Last Thanksgiving, The Dragonfly Effect was certainly coming together, but it was far from a coherent, readable book. Our research and interviews were mostly complete, but the work of kneading the broad ranging collection of stories, research and practical tips was still a long way off. We enjoyed a holiday season of all-nighters, reminiscent of graduate school and wonderful in its own way with our kind friends delivering meals to us as if we were shut-ins. Last year, as now, we were thankful for friends and family believing in us unconditionally and supporting us in our times of doubt (will anyone want to read this book?) and need (dinners cooked, kids play dates arranged, chapters reviewed).

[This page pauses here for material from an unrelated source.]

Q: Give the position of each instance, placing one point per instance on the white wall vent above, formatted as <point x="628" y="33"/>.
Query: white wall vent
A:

This year (has it been only a year?) our lives are so different that we have an embarrassment of people and things to be grateful for. Our family and old friends have come through once again, but in addition to them we have made so many wonderful new friends who found inspiration in and contributed immeasurably to The Dragonfly Effect’s success and impact.
The creative and technical team behind the website continues to amaze me with their ingenuity and energy. That team is: Courtney Meehan, Jessie Young, Sindy Lee, Purin Phanichphant and Justin Gammon. Friends at startups saw versions of themselves in Dragonfly stories and contributed talent and technology to support our effort including Ning, VideoGenie, Crowdbooster 140Proof, Klean.dk, Polite in Public, Black Mahal, Plancast and Wildfire. In addition to the gratifying amount of attention the book has received in both traditional and social media, new friends have worked to share The Dragonfly Effect with their constituents including Sarah Milstein of the Web 2.0 Expo, FWE & E, Tracy Barba and Daniel Pink, Dan Ariely, Chip Heath, Peter Sims, Steve Denning, Charlene Li, Tim Ferriss, Jay Adelson, Chris Brogan, Beth Kanter, J.D. Lasica, Shel Holtz, Gary Bolles of SoCap, Jeff Pulver, Nancy Duarte, the Nonprofit Management Institute, Bernadette Clavier and Meredith Haase of the Center for Social Innovation at Stanford, Robert Chatwani, Social Media 4 Nonprofits and the team at Cooper. We also owe thanks to Malcolm Gladwell for writing about Dragonfly in the New Yorker and getting us a flurry of mainstream media attention the first week we were in stores.
The greatest gift of all for us is to see the energy and enthusiasm with which readers of The Dragonfly Effect consume its stories, add to them and put them to work. Our single focused goal was to create something that people would use to inject more good into the world. We give thanks today that that is happening, and it inspries us to redouble our efforts.